Personal information
- Date of birth: 27 June 1954 (age 70)
- Original team(s): Redan
- Height: 185 cm (6 ft 1 in)
- Weight: 82 kg (181 lb)

Playing career^{1}
- Years: Club / Games (Goals)
- 1977–1979: St Kilda / 43 (26)
- 1980: Footscray / 8 (1)
- Total:  / 51 (27)
- ^{1} Playing statistics correct to the end of 1980.

= Russell Tweeddale =

Australian rules footballer

Russell Tweeddale (born 27 June 1954) is a former Australian rules footballer who played with St Kilda and Footscray in the Victorian Football League (VFL).

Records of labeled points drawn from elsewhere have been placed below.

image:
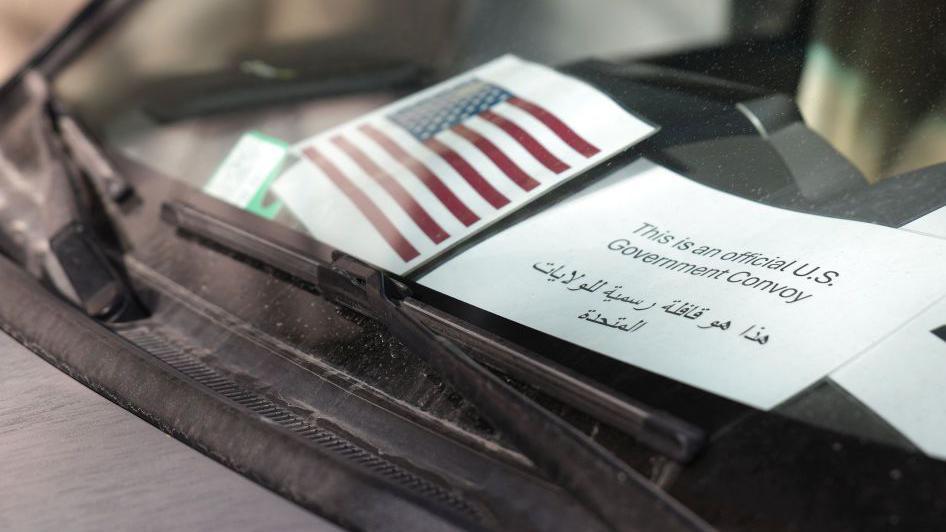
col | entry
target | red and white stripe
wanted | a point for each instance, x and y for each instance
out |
(421, 195)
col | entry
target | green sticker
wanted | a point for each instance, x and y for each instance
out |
(245, 175)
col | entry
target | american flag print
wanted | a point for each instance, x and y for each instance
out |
(407, 182)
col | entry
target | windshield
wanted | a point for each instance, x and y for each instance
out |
(688, 142)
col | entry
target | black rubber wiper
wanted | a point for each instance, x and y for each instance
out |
(617, 494)
(620, 496)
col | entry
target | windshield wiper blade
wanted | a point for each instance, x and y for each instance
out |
(615, 492)
(663, 432)
(620, 496)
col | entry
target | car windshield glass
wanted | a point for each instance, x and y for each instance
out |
(720, 126)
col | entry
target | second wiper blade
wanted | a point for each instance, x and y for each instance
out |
(616, 493)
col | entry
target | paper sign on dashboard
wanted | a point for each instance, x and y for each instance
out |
(405, 183)
(745, 300)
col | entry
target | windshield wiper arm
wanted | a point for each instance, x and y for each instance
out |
(665, 433)
(620, 496)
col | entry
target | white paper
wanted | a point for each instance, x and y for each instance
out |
(903, 378)
(870, 279)
(933, 224)
(391, 213)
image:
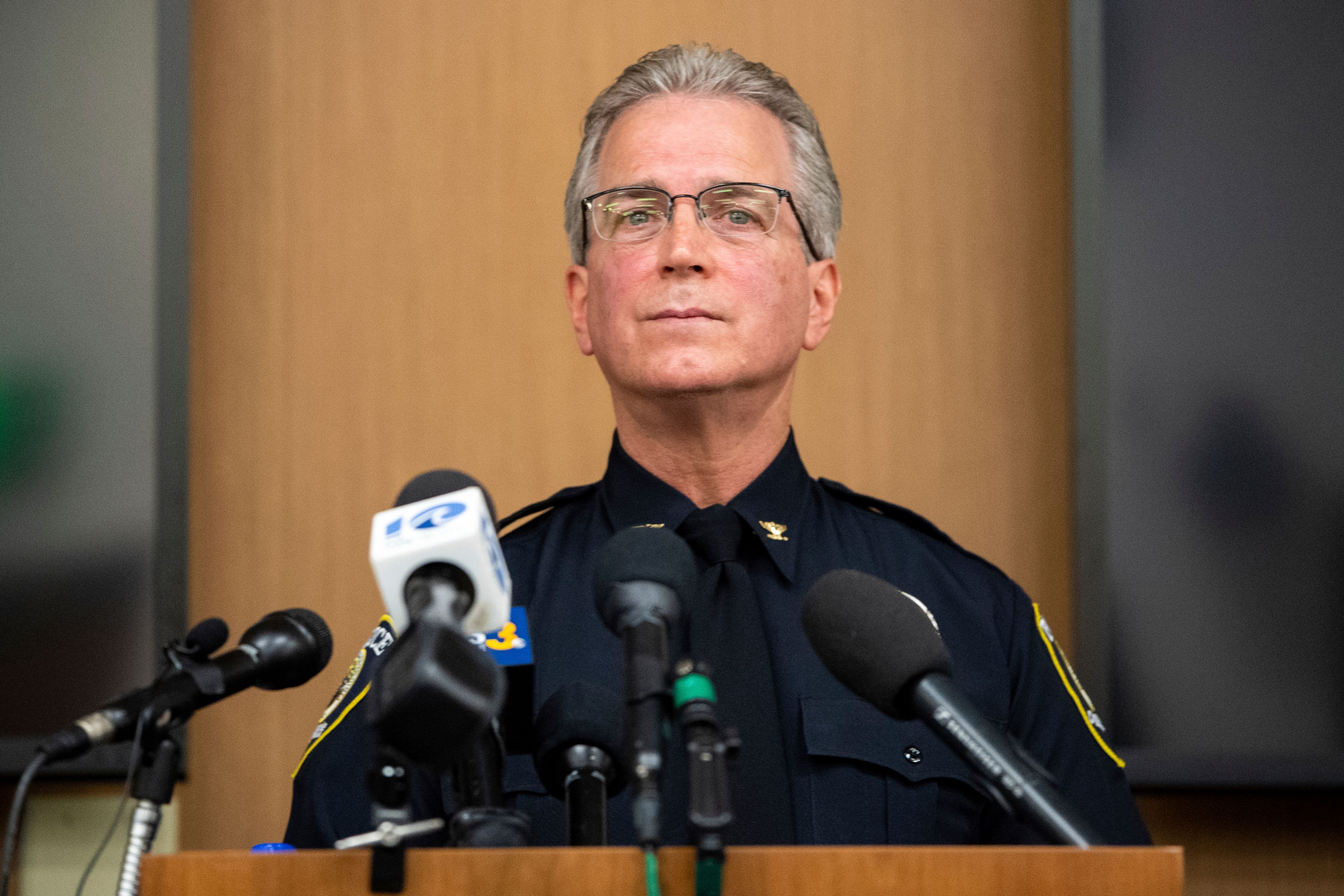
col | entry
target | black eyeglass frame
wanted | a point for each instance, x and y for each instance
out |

Tweeddale, who was from Ballarat, was a member of Redan's 1975 and 1976 premiership teams. Also a talented basketball player, Tweeddale represented the Victoria Country side at the 1976 Australian Basketball Championships. After starting at St Kilda with the reserves, in 1975, Tweeddale broke into the seniors in the 1977 VFL season. He was one of St Kilda's best players on his league debut and made a total of 17 appearances that year, followed by 17 in 1978 and seven in 1979. Footscray acquired his services in 1980 and he played eight senior games for his new club.